Grand Canyon - South Kaibab Trail & Tonto Plateau

Coming Attractions

Grand Canyon - South Kaibab Trail Switchbacks

Switchbacks Ahead

Grand Canyon - Tonto Plateau

Looking North: Tonto Plateau

Grand Canyon - Yaki Point

Yaki Point & O'Neill Butte

Grand Canyon - Skeleton Point

Skeleton Point

Past Cedar Point the few other day hikers I've been leapfrogging gradually turn back, leaving me feeling as if I'm the only person in the canyon today.

This sense of solitude might be hard to imagine for those who've only experienced the busyness of the South Rim and Grand Canyon Village, but the canyon is a big place.

Get far enough into it, even on one of the main corridor trails like the South Kaibab, and soon enough you'll find yourself entirely alone.

Though the trail between Cedar Ridge and Skeleton Point runs straight, I can see an extended section of switchbacks ahead. Soon, enough, we'll be losing elevation again.
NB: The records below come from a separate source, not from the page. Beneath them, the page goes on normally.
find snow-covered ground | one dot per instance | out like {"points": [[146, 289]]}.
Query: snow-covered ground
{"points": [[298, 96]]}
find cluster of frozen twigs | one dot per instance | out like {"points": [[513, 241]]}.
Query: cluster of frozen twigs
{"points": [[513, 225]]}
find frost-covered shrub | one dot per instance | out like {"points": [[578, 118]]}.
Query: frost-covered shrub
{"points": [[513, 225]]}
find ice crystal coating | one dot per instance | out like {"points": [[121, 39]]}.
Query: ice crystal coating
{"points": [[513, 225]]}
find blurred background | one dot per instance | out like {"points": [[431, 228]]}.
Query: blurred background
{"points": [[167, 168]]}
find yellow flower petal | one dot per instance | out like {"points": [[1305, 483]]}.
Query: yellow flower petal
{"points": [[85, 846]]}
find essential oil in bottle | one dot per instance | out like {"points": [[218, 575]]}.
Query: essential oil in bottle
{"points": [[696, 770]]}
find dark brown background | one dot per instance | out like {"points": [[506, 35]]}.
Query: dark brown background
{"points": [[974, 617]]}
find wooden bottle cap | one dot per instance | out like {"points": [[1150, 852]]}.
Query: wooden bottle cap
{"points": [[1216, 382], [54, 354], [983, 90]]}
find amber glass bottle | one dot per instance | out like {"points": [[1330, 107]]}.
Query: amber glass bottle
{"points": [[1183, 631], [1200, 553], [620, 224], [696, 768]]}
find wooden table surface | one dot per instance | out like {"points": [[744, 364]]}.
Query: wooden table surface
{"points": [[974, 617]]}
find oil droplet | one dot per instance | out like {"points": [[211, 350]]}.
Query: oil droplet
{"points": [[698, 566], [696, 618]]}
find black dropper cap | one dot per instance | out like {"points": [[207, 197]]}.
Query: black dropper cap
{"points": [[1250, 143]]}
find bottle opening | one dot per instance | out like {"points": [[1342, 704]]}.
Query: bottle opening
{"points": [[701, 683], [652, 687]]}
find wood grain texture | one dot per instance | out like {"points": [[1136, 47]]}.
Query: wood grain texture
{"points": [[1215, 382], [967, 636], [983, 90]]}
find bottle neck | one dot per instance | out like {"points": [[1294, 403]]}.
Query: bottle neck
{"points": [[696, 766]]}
Here on this last flat section before the drop to the Tonto Plateau, the ridge offers another round of stirring views, including a dropoff-overlook to the north.

I stop to scout my return route. In the distance I can just make out the thin line of the trail to Plateau Point, an overlook near the Bright Angel Trail. In this moment, the scale of my planned loop hits home.

Behind me now is O'Neill Butte, and far beyond that, the lofty summit of Yaki Point and the rim. Already, I feel a long way down, though I'm still not even halfway to the river.

No doubt about it: this is an intimidating hike.

The last bit before Skeleton Point is a flat plain that seems to hang over the rest of the canyon. It would be easy to mistake this section for the Tonto Plateau, but in fact the Tonto is still another thousand vertical feet down.

I put my camera on a rock and snap a shot of myself.

One of the the things that is lost to visitors on the rim is the true depth and breadth of the canyon.

Seen from the rim, the perspective tends to flatten. But when you begin hiking down into the Grand Canyon, you quickly come to realize that the Canyon is actually a vast, three-dimensional space. Thus I find myself now on a large, flat plain that feels much like a valley floor. And below this tier is the even-larger expanse of the Tonto Plateau, which is perched itself above the Canyon's Inner Gorge and Colorado River.

Hiking the Canyon, you develop a physical sense of the topography, seeing it not merely as a great hole in the ground, but rather a dizzying labyrinth of soaring buttes, plunging ridges, and yes even broad, flat regions like the one I'm presently traveling. What is perhaps most striking is the way these disparate zones abut each other, transitioning with jarring abruptness from one plane to another.

And so it is when I reach the alarmingly-named Skeleton Point. Here, the flats end in an impressive dropoff atop the Grand Canyon's Redwall Limestone layer. A hitching post for mule trains and a small wooden sign complete the amenities at this pit stop. Below, the trail aggressively descends through the Redwall's sheer cliffs.